An independent committee to determine who became the first Canadians to be vaccinated against COVID-19 released its final order today, recommending that long-term care home residents and seniors over the age of 80 prioritize shots.

The National Advisory Committee on Immunization (NICI) said that early, limited vaccine doses should be assigned to those at risk of contracting the virus and developing severe symptoms.

With tens of thousands of deaths since the outbreak began, Canada’s long-term care homes have been severely damaged by the coronavirus novel.

The NACI said elderly people in long-term care and supportive living facilities, retirement homes and long-term care hospitals should be at the top of the list as they face “serious consequences” and are more likely to die from the disease. The initial batch will make about six million doses available in Canada in the first three months of 2021.

Pfizer’s vaccine, which is considered to be the first product approved by regulators for use in Canada, requires two doses – so about three million people need to be vaccinated in this first phase of the rollout.

The first respondents will transport the resident from the long-term care facility in Montreal on Friday, November 20, 2020. (Ryan Remiorge / The Canadian Press)

NACI also recommends that provinces and territories prioritize staff working at these sites for early immunization – not just first-time residents.

After long-term care home residents and staff gain immunity, the next priority group should be all Canadians over the age of 80, NACI said.

“Priority should be given to the initial doses of COVID-19 vaccines that are effective for all adults of all ages, starting with adults aged 80 years and over, lowering the age limit to 70 years in increments of 5 years, and the supply will be available,” the final order reads.

After the 80-plus cohort vaccinations, NICI said frontline health care workers should be next in line.

The committee said doctors, nurses and other staff at hospitals should get their shots in advance to maintain staffing levels in the health care system.

“Immunizing health care workers and other workers in health care capacity (e.g. personal support workers) reduces the unequal burden of those taking additional risks to protect people, thereby upholding the ethical principle of reciprocity,” the directive said.

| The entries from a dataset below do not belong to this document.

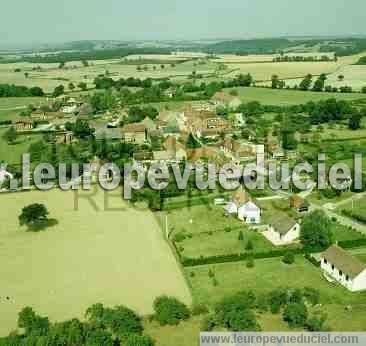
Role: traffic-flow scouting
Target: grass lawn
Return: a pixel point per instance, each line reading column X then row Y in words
column 318, row 198
column 289, row 97
column 342, row 233
column 15, row 102
column 222, row 243
column 12, row 154
column 109, row 256
column 272, row 273
column 358, row 206
column 185, row 334
column 200, row 219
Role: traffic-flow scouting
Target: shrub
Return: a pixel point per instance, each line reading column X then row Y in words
column 241, row 236
column 295, row 314
column 349, row 244
column 234, row 312
column 250, row 262
column 316, row 323
column 179, row 237
column 312, row 260
column 191, row 262
column 208, row 323
column 312, row 295
column 169, row 310
column 139, row 340
column 227, row 229
column 277, row 298
column 289, row 258
column 199, row 309
column 249, row 245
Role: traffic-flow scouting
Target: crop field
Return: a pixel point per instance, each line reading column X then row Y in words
column 290, row 97
column 269, row 274
column 12, row 154
column 106, row 255
column 284, row 70
column 51, row 76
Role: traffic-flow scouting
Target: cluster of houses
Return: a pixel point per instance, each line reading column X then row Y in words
column 336, row 264
column 340, row 266
column 282, row 230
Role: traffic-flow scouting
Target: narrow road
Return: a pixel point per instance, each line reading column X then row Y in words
column 343, row 220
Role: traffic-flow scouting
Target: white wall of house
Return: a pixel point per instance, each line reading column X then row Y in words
column 293, row 234
column 249, row 213
column 231, row 208
column 356, row 284
column 359, row 282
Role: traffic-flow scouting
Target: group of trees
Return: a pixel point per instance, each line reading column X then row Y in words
column 105, row 82
column 137, row 114
column 103, row 326
column 10, row 90
column 238, row 312
column 80, row 128
column 316, row 231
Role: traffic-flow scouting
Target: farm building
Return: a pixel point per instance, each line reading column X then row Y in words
column 283, row 230
column 299, row 204
column 344, row 268
column 249, row 213
column 222, row 99
column 241, row 206
column 134, row 133
column 24, row 124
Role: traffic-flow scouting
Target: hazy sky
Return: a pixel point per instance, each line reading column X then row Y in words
column 36, row 21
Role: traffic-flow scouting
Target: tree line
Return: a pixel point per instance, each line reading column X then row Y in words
column 11, row 90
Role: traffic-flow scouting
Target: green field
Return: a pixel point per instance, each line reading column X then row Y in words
column 289, row 97
column 19, row 102
column 51, row 75
column 110, row 256
column 271, row 273
column 12, row 153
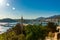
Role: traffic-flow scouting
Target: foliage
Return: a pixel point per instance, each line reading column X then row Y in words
column 30, row 32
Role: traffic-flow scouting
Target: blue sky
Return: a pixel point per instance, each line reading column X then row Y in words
column 29, row 9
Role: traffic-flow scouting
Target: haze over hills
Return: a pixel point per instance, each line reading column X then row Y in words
column 28, row 20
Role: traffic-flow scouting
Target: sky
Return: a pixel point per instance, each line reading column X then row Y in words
column 29, row 9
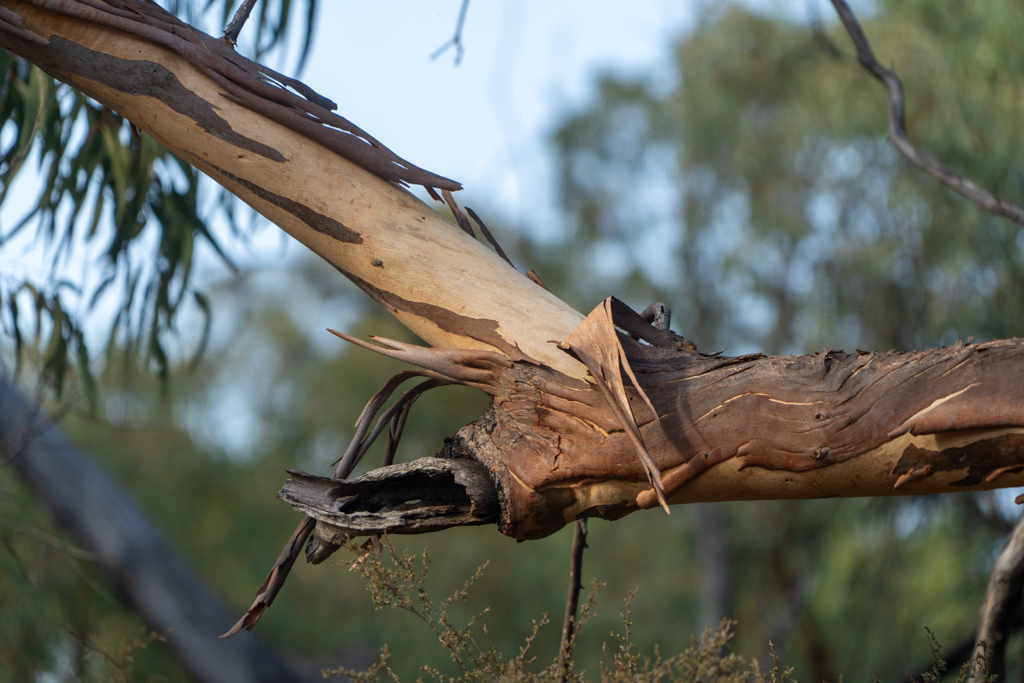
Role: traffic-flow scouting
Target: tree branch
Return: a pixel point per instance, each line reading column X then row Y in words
column 572, row 601
column 1001, row 610
column 897, row 132
column 456, row 40
column 151, row 577
column 235, row 26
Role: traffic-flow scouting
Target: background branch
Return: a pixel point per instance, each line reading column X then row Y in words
column 897, row 132
column 1001, row 611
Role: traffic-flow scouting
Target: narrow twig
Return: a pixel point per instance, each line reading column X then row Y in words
column 897, row 132
column 572, row 602
column 456, row 40
column 489, row 238
column 235, row 26
column 1001, row 610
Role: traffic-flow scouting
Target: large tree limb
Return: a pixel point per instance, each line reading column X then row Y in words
column 752, row 427
column 614, row 418
column 286, row 157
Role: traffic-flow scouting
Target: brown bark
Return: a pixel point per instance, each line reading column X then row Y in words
column 616, row 416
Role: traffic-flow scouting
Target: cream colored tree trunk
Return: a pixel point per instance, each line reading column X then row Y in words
column 615, row 416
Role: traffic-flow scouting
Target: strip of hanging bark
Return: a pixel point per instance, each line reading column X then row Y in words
column 488, row 237
column 460, row 217
column 249, row 84
column 747, row 428
column 448, row 288
column 275, row 580
column 1001, row 610
column 720, row 428
column 596, row 344
column 897, row 131
column 424, row 496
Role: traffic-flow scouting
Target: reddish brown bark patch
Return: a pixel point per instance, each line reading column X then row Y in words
column 317, row 221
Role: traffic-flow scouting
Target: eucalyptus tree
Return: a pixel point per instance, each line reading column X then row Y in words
column 595, row 416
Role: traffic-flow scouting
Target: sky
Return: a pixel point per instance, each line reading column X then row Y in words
column 484, row 121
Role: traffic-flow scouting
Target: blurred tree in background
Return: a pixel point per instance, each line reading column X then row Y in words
column 754, row 191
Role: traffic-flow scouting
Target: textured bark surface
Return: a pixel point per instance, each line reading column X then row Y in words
column 750, row 427
column 147, row 572
column 613, row 417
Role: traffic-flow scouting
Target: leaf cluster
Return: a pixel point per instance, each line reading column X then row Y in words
column 104, row 187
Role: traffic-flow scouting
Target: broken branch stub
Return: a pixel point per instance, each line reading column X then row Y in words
column 752, row 427
column 427, row 495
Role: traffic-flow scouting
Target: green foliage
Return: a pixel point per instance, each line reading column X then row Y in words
column 790, row 221
column 102, row 182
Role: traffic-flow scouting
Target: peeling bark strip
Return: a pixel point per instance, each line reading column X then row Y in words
column 716, row 428
column 246, row 82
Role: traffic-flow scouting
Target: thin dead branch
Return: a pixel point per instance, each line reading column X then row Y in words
column 235, row 26
column 1001, row 610
column 897, row 131
column 572, row 602
column 456, row 40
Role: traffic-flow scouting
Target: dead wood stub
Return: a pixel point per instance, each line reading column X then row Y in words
column 428, row 495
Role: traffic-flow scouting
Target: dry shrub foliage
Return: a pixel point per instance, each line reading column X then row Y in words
column 399, row 582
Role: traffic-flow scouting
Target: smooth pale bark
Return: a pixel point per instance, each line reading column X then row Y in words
column 600, row 424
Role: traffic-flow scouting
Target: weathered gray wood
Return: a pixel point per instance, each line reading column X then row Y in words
column 427, row 495
column 148, row 574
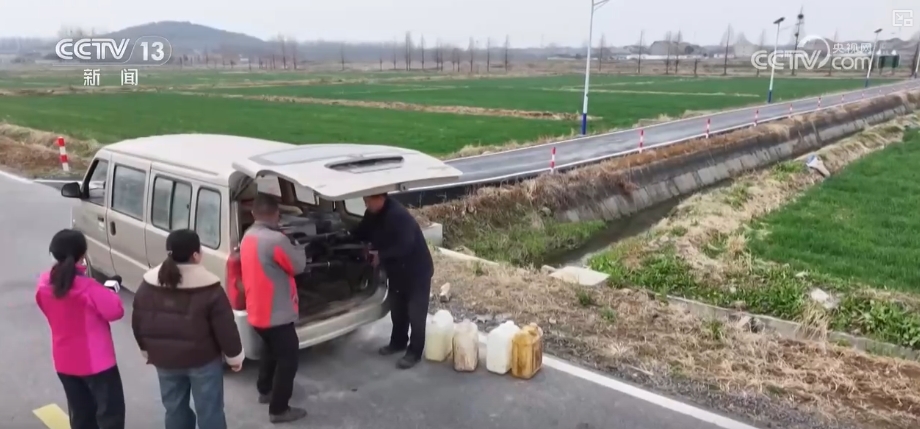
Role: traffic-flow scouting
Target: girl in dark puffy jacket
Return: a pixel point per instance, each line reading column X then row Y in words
column 184, row 326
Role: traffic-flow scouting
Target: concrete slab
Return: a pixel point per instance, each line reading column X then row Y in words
column 580, row 276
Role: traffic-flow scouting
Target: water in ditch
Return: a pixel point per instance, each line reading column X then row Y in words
column 615, row 231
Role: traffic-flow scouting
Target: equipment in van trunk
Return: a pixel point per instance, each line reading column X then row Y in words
column 338, row 274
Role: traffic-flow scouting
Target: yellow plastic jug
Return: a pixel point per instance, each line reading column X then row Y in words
column 527, row 352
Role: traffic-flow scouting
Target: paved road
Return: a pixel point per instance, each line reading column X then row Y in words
column 343, row 383
column 537, row 158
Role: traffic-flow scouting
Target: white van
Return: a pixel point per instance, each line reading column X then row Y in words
column 136, row 191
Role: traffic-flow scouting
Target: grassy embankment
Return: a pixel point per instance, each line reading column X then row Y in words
column 853, row 235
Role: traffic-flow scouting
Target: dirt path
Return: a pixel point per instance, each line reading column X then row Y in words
column 629, row 91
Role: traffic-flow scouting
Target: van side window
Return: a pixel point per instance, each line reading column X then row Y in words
column 94, row 187
column 128, row 191
column 172, row 204
column 355, row 206
column 207, row 217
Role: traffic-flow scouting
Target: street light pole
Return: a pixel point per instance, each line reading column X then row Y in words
column 773, row 62
column 917, row 59
column 872, row 57
column 595, row 5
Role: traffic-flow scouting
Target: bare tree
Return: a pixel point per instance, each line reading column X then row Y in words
column 761, row 44
column 680, row 38
column 281, row 44
column 422, row 51
column 667, row 60
column 472, row 51
column 488, row 54
column 507, row 54
column 600, row 51
column 455, row 59
column 727, row 39
column 408, row 46
column 641, row 45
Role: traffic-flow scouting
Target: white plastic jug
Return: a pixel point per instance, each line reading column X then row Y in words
column 498, row 347
column 466, row 346
column 439, row 335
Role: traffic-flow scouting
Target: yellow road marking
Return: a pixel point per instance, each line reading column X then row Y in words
column 52, row 416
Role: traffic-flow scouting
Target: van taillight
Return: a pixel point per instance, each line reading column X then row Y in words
column 235, row 290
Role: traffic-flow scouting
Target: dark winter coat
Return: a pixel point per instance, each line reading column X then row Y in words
column 399, row 241
column 186, row 327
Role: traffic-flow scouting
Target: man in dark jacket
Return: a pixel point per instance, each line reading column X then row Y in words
column 401, row 249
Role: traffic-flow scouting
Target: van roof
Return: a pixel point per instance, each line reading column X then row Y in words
column 211, row 153
column 335, row 170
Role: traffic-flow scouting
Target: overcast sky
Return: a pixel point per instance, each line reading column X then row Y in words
column 527, row 22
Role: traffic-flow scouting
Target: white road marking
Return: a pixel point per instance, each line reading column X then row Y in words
column 16, row 178
column 635, row 392
column 54, row 181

NACI also expressed concern about indigenous adults living in communities, “infection can have unequal consequences, such as those living in remote or isolated areas.”

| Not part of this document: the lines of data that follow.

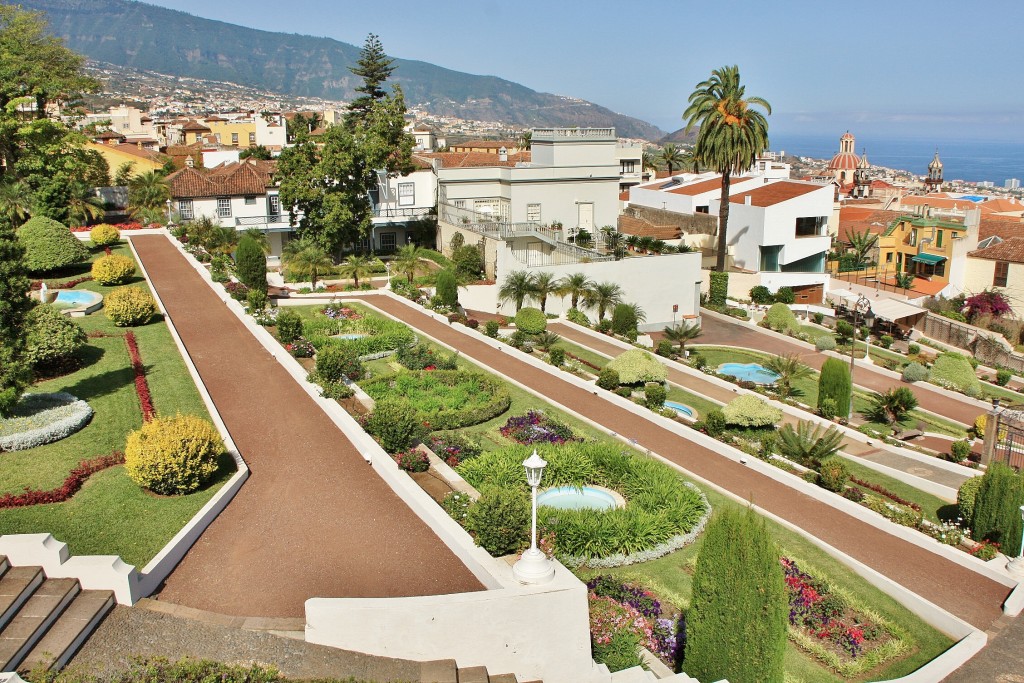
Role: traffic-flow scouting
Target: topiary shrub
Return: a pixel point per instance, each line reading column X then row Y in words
column 104, row 235
column 834, row 383
column 113, row 269
column 749, row 411
column 52, row 337
column 173, row 456
column 624, row 319
column 129, row 306
column 607, row 379
column 49, row 245
column 638, row 367
column 739, row 597
column 914, row 372
column 530, row 321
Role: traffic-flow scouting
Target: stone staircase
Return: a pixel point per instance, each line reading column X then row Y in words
column 44, row 621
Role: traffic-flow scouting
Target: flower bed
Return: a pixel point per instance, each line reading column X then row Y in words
column 43, row 418
column 444, row 398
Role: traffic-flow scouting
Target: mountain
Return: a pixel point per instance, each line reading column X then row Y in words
column 141, row 36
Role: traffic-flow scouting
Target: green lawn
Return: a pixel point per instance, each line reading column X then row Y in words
column 95, row 519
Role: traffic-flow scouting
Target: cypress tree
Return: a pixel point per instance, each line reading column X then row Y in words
column 251, row 264
column 15, row 372
column 736, row 624
column 835, row 383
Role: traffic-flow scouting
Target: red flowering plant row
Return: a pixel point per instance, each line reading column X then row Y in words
column 70, row 486
column 141, row 386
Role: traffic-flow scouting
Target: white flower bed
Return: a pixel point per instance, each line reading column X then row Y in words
column 43, row 418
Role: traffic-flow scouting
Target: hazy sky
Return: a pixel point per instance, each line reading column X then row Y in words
column 893, row 68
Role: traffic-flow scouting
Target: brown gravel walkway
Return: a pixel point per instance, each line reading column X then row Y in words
column 313, row 519
column 970, row 596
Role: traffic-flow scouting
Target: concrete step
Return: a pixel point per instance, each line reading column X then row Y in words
column 70, row 631
column 15, row 587
column 35, row 616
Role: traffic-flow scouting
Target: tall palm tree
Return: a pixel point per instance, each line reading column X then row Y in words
column 307, row 258
column 732, row 134
column 355, row 267
column 682, row 333
column 516, row 288
column 576, row 285
column 603, row 296
column 544, row 286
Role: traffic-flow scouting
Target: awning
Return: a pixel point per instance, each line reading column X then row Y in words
column 929, row 259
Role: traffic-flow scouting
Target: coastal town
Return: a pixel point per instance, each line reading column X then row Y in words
column 298, row 388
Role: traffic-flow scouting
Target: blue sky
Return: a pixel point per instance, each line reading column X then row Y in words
column 890, row 69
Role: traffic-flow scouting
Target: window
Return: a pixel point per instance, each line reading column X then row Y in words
column 1001, row 272
column 407, row 194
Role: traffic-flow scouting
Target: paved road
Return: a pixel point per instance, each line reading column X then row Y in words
column 970, row 596
column 313, row 519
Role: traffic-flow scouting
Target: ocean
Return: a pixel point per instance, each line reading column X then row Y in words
column 974, row 161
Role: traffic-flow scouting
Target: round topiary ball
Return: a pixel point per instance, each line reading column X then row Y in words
column 129, row 306
column 49, row 245
column 173, row 456
column 530, row 321
column 113, row 269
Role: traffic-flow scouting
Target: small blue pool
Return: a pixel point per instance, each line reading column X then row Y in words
column 749, row 372
column 571, row 498
column 685, row 411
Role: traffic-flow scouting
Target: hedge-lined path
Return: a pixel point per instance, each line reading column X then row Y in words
column 974, row 598
column 313, row 519
column 702, row 387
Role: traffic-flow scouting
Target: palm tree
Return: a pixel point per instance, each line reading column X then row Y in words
column 517, row 288
column 576, row 285
column 732, row 134
column 681, row 334
column 809, row 443
column 307, row 258
column 602, row 297
column 788, row 368
column 544, row 286
column 355, row 267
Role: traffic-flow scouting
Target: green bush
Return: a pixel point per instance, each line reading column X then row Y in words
column 394, row 423
column 49, row 245
column 738, row 616
column 834, row 383
column 52, row 337
column 251, row 264
column 749, row 411
column 500, row 520
column 624, row 319
column 113, row 269
column 530, row 321
column 173, row 456
column 638, row 367
column 129, row 306
column 289, row 326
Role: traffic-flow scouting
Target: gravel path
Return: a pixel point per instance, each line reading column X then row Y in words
column 313, row 518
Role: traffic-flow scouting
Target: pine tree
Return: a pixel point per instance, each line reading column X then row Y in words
column 374, row 67
column 14, row 304
column 736, row 624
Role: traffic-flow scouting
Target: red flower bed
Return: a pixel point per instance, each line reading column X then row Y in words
column 141, row 386
column 70, row 486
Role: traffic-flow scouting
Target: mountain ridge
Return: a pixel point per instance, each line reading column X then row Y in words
column 146, row 37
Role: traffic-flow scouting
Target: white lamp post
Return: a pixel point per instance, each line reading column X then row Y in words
column 534, row 566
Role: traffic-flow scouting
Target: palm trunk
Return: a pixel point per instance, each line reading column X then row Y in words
column 723, row 224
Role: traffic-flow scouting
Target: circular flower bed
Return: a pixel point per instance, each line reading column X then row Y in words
column 43, row 418
column 444, row 398
column 663, row 511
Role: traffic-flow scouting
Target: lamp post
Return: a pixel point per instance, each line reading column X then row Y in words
column 534, row 566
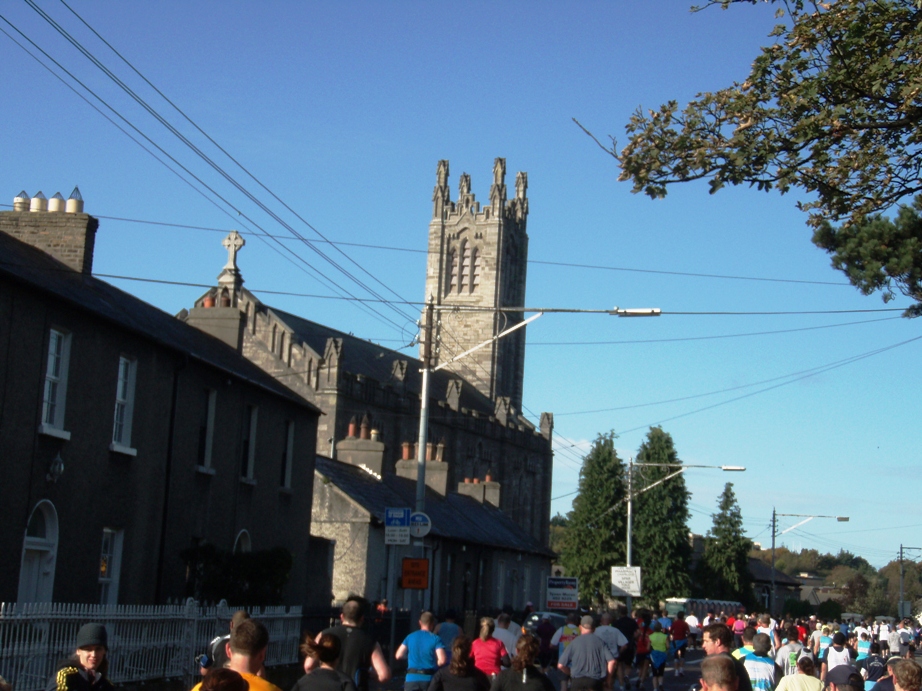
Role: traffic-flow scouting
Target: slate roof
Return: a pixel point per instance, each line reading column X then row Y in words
column 454, row 516
column 762, row 573
column 375, row 361
column 28, row 265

As health care options are limited at best times in rural and remote areas, Indigenous people face a higher risk of death and “social disruption”. Therefore, some First Nations, Matisse and Inuit communities should be on the first set to be vaccinated, the committee said.

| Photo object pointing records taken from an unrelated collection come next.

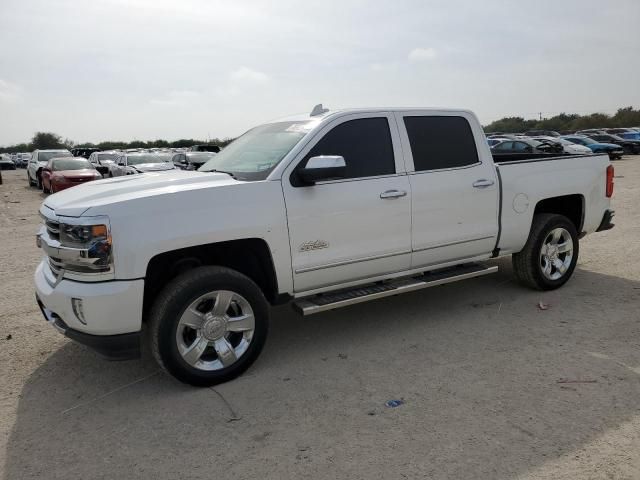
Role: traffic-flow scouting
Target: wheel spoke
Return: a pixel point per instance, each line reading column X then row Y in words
column 192, row 318
column 241, row 324
column 223, row 300
column 559, row 264
column 225, row 351
column 195, row 351
column 565, row 247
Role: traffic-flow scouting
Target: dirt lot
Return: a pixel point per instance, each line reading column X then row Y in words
column 493, row 386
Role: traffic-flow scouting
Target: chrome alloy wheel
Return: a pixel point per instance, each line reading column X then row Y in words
column 556, row 253
column 215, row 330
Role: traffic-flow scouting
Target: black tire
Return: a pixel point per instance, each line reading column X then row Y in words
column 526, row 263
column 173, row 301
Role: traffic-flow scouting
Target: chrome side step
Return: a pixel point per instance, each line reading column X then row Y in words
column 342, row 298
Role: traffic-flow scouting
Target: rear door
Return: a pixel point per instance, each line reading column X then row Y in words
column 355, row 227
column 454, row 192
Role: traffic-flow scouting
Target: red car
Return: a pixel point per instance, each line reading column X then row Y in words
column 61, row 173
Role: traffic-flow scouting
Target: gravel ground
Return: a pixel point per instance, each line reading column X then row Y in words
column 493, row 387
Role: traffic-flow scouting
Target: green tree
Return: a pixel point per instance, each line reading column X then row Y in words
column 43, row 140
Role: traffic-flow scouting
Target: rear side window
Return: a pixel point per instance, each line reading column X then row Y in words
column 441, row 142
column 365, row 145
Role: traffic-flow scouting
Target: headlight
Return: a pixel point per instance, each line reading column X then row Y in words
column 84, row 246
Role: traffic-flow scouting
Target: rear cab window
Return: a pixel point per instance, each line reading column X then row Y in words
column 440, row 142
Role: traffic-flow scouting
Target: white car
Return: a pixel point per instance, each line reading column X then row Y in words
column 569, row 147
column 322, row 210
column 39, row 160
column 136, row 162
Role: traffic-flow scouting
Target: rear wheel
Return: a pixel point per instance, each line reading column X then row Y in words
column 208, row 325
column 549, row 257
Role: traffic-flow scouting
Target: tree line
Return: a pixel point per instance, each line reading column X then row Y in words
column 45, row 140
column 568, row 122
column 564, row 122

The second phase of Canada’s vaccine rollout, which begins in April 2021, will have access to other needed workers as more supplies arrive online.

First responders – such as police officers, firefighters and health care workers not included in initial care – should be in line.

Residents and staff in other “compound settings” such as migrant workers, inmates in correctional facilities and people in homeless shelters should follow suit, NACI recommends.

Maintaining physical distance in Canada correctional facilities and areas such as farms and meat production and packing facilities is challenging and limits infection prevention and control measures.

NACI said it would be prudent to initially make shots available in these high-risk areas of the provinces and territories to stop further caseload spikes.

The NICI said it would include other essential workers in the second wave of vaccinations. Finally, it is up to the provinces and territories to more precisely define who qualifies as a “required worker”, but the committee suggested that grocery store staff may be on that list.